Pre-training CLIP against Data Poisoning with Optimal Transport-based Matching and Alignment
Tong Zhang 1, Kuofeng Gao 2, Jiawang Bai 2, Leo Yu Zhang 3, Xin Yin 1, Zonghui Wang 1, Shouling Ji 1, Wenzhi Chen 1
Published on arXiv
2509.18717
Data Poisoning Attack
OWASP ML Top 10 — ML02
Model Poisoning
OWASP ML Top 10 — ML10
Key Finding
OTCCLIP reduces attack success rates for both targeted data poisoning and backdoor attacks while significantly improving CLIP's zero-shot and linear probing performance on poisoned datasets compared to prior defenses.
OTCCLIP
Novel technique introduced
Recent studies have shown that Contrastive Language-Image Pre-training (CLIP) models are threatened by targeted data poisoning and backdoor attacks due to massive training image-caption pairs crawled from the Internet.
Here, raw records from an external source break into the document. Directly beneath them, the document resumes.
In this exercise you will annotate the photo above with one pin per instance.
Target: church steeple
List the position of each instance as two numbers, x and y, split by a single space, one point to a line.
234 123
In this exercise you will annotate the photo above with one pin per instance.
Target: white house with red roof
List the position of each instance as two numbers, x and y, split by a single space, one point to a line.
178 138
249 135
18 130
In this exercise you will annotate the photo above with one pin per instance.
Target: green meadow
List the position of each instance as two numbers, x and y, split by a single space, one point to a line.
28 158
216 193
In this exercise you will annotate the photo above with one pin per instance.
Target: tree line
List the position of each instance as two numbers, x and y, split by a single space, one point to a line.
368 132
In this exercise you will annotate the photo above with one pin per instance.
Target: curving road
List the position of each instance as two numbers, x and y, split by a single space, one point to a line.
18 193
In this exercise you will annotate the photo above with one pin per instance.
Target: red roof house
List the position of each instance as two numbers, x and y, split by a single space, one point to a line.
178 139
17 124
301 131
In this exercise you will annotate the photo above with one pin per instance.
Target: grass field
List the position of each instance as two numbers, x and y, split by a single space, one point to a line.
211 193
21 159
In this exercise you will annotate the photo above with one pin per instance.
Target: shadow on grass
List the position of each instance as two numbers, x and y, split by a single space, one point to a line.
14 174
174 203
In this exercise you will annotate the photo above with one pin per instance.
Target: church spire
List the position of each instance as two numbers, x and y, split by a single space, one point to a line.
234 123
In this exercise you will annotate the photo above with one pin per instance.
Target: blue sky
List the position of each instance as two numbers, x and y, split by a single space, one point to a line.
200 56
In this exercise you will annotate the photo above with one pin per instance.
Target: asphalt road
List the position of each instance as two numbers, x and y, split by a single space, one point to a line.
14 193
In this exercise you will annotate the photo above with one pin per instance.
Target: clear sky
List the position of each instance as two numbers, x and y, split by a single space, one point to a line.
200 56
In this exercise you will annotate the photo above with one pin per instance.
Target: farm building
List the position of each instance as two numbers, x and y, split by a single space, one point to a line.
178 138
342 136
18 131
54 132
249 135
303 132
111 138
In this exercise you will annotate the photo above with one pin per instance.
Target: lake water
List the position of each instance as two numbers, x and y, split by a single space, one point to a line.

Previous defense methods correct poisoned image-caption pairs by matching a new caption for each image. However, the matching process relies solely on the global representations of images and captions, overlooking fine-grained features of visual and textual features. It may introduce incorrect image-caption pairs and harm the CLIP pre-training. To address their limitations, we propose an Optimal Transport-based framework to reconstruct image-caption pairs, named OTCCLIP. We propose a new optimal transport-based distance measure between fine-grained visual and textual feature sets and re-assign new captions based on the proposed optimal transport distance. Additionally, to further reduce the negative impact of mismatched pairs, we encourage the inter- and intra-modality fine-grained alignment by employing optimal transport-based objective functions. Our experiments demonstrate that OTCCLIP can successfully decrease the attack success rates of poisoning attacks. Also, compared to previous methods, OTCCLIP significantly improves CLIP's zero-shot and linear probing performance trained on poisoned datasets.
Key Contributions
- Optimal transport-based fine-grained distance measure between image patch and caption token feature sets for detecting and correcting poisoned image-caption pairs during CLIP pre-training
- Caption re-assignment mechanism using OT transport matrices as weights to capture patch-token region correspondences, improving robustness over global-feature-only matching
- Inter- and intra-modality fine-grained alignment objectives using OT to reduce harm from residual mismatched pairs after correction
🛡️ Threat Analysis
The paper explicitly targets targeted data poisoning attacks (TDPAs) on CLIP pre-training, where adversarial image-caption pairs are injected into massive crawled training datasets. The defense disrupts these poisoned pairs by remapping captions via optimal transport distance.
The paper also explicitly defends against backdoor attacks (BAs) on CLIP, where trigger insertion into as little as 0.01% of pre-training data induces targeted misclassification — the canonical backdoor/trojan threat model.